Pues no podría asegurarlo. «Anno domini... anno domini.» Hacía tiempo que había cumplido los setenta. Además estaba delicada. Era la única de la familia. ¿Conoce quizás algo sobre ellos?

—Tengo algunos conocidos con el mismo apellido, cuyos parientes residen en esta región. Me figuro que debe ser la misma familia.

—Es muy probable. Eran cuatro las hermanas. Una de ellas se casó demasiado tarde y las otras tres vivieron aquí. Damas al viejo estilo. La señorita Emily la última de ellas.
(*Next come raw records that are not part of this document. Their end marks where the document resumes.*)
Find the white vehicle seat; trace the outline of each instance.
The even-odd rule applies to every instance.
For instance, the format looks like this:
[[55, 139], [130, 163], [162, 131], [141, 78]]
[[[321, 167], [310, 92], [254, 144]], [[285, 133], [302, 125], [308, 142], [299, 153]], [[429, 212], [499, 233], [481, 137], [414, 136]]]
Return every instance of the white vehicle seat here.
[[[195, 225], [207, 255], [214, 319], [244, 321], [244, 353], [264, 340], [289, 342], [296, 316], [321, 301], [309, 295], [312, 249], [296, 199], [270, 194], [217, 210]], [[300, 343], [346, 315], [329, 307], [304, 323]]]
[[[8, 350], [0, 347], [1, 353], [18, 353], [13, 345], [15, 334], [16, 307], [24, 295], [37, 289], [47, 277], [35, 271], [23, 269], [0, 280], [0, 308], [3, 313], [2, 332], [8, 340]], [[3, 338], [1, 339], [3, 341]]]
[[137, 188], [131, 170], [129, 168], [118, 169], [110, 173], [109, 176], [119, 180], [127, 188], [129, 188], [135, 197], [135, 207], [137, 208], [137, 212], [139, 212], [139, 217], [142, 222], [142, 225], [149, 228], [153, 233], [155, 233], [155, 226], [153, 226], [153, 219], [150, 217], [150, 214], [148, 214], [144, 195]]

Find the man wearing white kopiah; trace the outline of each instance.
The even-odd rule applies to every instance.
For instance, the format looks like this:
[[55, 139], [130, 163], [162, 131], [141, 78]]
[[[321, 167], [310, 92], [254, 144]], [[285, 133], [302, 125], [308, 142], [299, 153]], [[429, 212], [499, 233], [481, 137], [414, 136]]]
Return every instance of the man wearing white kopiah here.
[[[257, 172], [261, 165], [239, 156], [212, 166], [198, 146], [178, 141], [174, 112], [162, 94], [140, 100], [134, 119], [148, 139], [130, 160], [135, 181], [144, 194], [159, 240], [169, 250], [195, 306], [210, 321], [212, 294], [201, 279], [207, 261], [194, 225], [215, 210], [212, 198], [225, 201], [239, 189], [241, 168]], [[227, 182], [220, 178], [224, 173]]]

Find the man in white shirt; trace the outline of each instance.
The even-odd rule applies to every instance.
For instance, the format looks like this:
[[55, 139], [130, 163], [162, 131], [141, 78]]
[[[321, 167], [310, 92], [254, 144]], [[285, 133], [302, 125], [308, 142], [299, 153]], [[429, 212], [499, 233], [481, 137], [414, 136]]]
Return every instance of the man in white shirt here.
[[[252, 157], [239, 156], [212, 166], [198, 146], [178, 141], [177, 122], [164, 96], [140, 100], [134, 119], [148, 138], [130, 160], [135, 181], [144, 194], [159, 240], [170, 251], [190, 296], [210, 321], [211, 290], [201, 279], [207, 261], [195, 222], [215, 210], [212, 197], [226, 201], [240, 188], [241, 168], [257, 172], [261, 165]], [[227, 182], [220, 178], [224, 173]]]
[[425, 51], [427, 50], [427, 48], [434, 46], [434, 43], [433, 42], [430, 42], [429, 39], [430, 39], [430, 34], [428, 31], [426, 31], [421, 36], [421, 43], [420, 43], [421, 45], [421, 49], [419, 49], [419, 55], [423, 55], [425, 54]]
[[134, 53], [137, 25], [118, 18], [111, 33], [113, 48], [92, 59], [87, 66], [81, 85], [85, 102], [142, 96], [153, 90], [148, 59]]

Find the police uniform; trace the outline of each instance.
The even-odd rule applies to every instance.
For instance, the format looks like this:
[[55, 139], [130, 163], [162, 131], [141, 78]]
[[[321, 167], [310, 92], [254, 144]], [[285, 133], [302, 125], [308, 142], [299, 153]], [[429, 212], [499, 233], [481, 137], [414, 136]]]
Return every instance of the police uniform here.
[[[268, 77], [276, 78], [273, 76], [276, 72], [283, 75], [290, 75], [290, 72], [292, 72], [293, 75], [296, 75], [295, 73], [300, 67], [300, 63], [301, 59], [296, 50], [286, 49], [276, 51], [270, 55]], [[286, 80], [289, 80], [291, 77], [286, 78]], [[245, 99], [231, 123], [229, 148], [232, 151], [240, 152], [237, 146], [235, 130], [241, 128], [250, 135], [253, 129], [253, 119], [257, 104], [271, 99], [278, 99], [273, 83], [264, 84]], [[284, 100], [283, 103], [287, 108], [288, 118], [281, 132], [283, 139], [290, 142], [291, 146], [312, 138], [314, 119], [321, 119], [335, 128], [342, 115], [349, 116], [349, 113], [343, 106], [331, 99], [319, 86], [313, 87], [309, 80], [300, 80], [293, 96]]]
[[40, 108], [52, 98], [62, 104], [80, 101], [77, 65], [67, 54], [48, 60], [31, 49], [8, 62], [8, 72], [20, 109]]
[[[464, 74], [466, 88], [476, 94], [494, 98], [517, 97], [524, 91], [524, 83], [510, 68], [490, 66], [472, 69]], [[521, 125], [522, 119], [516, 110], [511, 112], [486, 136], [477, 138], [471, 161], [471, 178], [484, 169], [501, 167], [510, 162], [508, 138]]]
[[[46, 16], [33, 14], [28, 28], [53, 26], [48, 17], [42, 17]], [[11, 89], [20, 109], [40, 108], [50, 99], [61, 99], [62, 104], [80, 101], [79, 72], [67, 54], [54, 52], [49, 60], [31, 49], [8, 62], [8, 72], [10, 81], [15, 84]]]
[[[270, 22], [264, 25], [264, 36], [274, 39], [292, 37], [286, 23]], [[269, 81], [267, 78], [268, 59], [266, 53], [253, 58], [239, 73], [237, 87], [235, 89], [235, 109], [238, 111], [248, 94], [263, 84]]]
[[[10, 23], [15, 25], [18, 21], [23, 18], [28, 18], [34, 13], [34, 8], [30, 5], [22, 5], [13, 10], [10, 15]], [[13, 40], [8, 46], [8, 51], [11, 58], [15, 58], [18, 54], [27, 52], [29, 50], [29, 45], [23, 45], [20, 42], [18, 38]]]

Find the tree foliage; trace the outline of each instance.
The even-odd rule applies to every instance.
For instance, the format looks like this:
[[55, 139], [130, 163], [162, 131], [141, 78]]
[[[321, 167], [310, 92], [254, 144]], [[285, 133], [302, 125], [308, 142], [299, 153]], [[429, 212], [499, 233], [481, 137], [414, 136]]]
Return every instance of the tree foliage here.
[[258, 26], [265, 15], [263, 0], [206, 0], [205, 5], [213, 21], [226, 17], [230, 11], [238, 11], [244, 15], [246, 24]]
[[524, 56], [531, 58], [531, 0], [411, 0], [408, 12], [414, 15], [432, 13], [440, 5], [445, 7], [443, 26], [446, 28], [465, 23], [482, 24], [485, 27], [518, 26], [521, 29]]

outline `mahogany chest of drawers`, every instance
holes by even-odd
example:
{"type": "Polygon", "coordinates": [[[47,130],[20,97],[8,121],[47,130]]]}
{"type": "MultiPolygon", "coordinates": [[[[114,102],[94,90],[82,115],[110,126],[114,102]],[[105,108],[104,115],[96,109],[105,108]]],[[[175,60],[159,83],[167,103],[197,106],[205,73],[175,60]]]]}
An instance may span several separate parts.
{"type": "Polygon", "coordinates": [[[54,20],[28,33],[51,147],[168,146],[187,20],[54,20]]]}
En el pueblo tenían formada una alta opinión de todas.

Se inclinó para entregar los permisos a Poirot.

—Venga por aquí otra vez y dígame qué le parece. Desde luego, la casa necesita unas pocas reformas. Es natural. Pero yo siempre digo, ¿qué significan un baño o dos? Eso está rápidamente hecho.

Salimos del despacho y la última cosa que oímos fue la inexpresiva voz de la señorita Jenkins que decía:

—La señora Camuels ha llamado por teléfono. Dijo que la telefoneara usted. Halland, 5.391.

Por lo que pude recordar, no era ni el número que la joven había anotado en el secante, ni el que le dijeron por teléfono.

Aquello me convenció de que la señorita Jenkins se estaba tomando cumplida venganza por haberla obligado a desarchivar los pormenores sobre Littlegreen House.